The general format of a run with the pipeline is to provide a genome file (--genome) and Illumina Paired-End Reads files (--reads or --reads_file).

nextflow run isugifNF/GATK \
  --genome test-data/ref/b73_chr1_150000001-151000000.fasta \
  --reads "test-data/fastq/*_{R1,R2}.fastq.gz" \
  -profile slurm,singularity \
  -resume

or

nextflow run isugifNF/GATK \
  --genome test-data/ref/b73_chr1_150000001-151000000.fasta \
  --reads_file read-path.txt \
  -profile slurm,singularity \
  -resume

If you are on a HPC (Nova/Condo/Ceres/Atlas), it is highly recommend to use the submit_nf.slurm script. The # === Load Modules section will need to be modified to get nextflow and singulariy running.

See Module Changes
# === Nova
module load gcc/7.3.0-xegsmw4 nextflow
module load singularity
NEXTFLOW=nextflow

# === Condo
module load gcc/7.3.0-xegsmw4 nextflow
module load singularity
NEXTFLOW=nextflow

# === Ceres
module load nextflow
# singularity already available, no need for module
NEXTFLOW=nextflow

# === Atlas
module load singularity
NEXTFLOW=/project/isu_gif_vrsc/programs/nextflow

Using the --reads_file

Instead of using a pattern to specify paired reads ("test-data/fastq/*_{R1,R2}.fastq.gz"), we can use a tab-delimited textfile to specify the path to left and right files. The textfile should contain three columns: readname, left read path, right read path.

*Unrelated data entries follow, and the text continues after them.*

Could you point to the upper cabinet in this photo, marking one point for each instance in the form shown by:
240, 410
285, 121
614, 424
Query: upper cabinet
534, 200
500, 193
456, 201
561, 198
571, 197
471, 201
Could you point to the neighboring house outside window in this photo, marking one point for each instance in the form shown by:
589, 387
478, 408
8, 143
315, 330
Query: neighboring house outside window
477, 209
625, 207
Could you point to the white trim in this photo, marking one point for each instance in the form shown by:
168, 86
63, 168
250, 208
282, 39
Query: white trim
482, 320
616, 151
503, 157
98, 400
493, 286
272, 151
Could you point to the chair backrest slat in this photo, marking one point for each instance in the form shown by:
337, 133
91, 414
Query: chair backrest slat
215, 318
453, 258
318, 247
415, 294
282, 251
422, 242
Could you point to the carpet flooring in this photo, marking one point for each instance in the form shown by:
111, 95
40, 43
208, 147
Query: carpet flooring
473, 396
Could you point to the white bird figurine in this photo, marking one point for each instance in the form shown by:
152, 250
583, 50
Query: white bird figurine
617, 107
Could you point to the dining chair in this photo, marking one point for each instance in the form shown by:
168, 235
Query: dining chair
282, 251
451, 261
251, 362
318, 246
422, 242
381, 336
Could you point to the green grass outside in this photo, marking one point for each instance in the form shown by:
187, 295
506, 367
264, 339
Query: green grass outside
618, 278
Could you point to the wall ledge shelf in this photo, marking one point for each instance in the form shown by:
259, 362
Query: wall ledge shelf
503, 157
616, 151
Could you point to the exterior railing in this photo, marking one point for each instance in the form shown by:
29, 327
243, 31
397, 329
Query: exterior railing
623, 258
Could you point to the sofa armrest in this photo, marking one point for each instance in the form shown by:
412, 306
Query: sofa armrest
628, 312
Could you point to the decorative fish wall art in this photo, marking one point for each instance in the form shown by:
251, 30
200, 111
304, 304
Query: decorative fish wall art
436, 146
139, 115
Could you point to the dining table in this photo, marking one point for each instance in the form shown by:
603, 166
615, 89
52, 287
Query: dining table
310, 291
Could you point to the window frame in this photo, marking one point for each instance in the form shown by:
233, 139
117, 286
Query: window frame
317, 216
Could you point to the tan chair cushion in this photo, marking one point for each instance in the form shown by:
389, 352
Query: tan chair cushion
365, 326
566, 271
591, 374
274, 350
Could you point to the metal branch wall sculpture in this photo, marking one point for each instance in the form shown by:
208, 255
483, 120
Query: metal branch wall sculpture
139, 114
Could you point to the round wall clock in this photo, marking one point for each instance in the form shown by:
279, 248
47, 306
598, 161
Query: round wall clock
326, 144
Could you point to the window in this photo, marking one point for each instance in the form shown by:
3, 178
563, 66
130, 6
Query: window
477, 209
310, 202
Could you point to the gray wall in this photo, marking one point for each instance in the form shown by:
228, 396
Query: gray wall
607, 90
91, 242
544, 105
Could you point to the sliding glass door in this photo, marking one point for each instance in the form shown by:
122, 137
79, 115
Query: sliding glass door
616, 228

In our case, for the test-data run the following one-liner to generate a read-path.txt.

for f in test-data/fastq/*_R1.fastq.gz; do echo -e "$(basename $f |cut -f 1 -d "_")\t$(realpath $f)\t$(realpath $f | sed 's/_R1.fastq.gz/_R2.fastq.gz/g')"; done > read-path.txt
See example read-path.txt
BioSample01	/Users/jenchang/Maize_WGS_Build/test-data/fastq/BioSample01_R1.fastq.gz	/Users/jenchang/Maize_WGS_Build/test-data/fastq/BioSample01_R2.fastq.gz
BioSample02	/Users/jenchang/Maize_WGS_Build/test-data/fastq/BioSample02_R1.fastq.gz	/Users/jenchang/Maize_WGS_Build/test-data/fastq/BioSample02_R2.fastq.gz
BioSample03	/Users/jenchang/Maize_WGS_Build/test-data/fastq/BioSample03_R1.fastq.gz	/Users/jenchang/Maize_WGS_Build/test-data/fastq/BioSample03_R2.fastq.gz
BioSample04	/Users/jenchang/Maize_WGS_Build/test-data/fastq/BioSample04_R1.fastq.gz	/Users/jenchang/Maize_WGS_Build/test-data/fastq/BioSample04_R2.fastq.gz
BioSample05	/Users/jenchang/Maize_WGS_Build/test-data/fastq/BioSample05_R1.fastq.gz	/Users/jenchang/Maize_WGS_Build/test-data/fastq/BioSample05_R2.fastq.gz

DNAseq final output

The final output will be in a results folder. SNPs will be in the VCF file, probably the file with the longest name (e.g. first-round_merged_snps-only_snp-only.pass-only.vcf).

results/
  |_ 01_MarkAdapters/            #<= folders contain intermediate files
  |_ 02_MapReads/
  |_ 03_PrepGATK/
  |_ 04_GATK/
  |_ 05_FilterSNPs/
  |  |_ first-round_merged_snps-only_sorted_snp-only.pass-only.vcf     #<= final SNP file
  |
  |_ report.html
  |_ timeline.html               # <= runtime information for all processes

GATK variant calling for RNAseq

In order to process RNAseq, we use the STAR aligner. To use the RNAseq variant calling pipeline, make the following parameter changes.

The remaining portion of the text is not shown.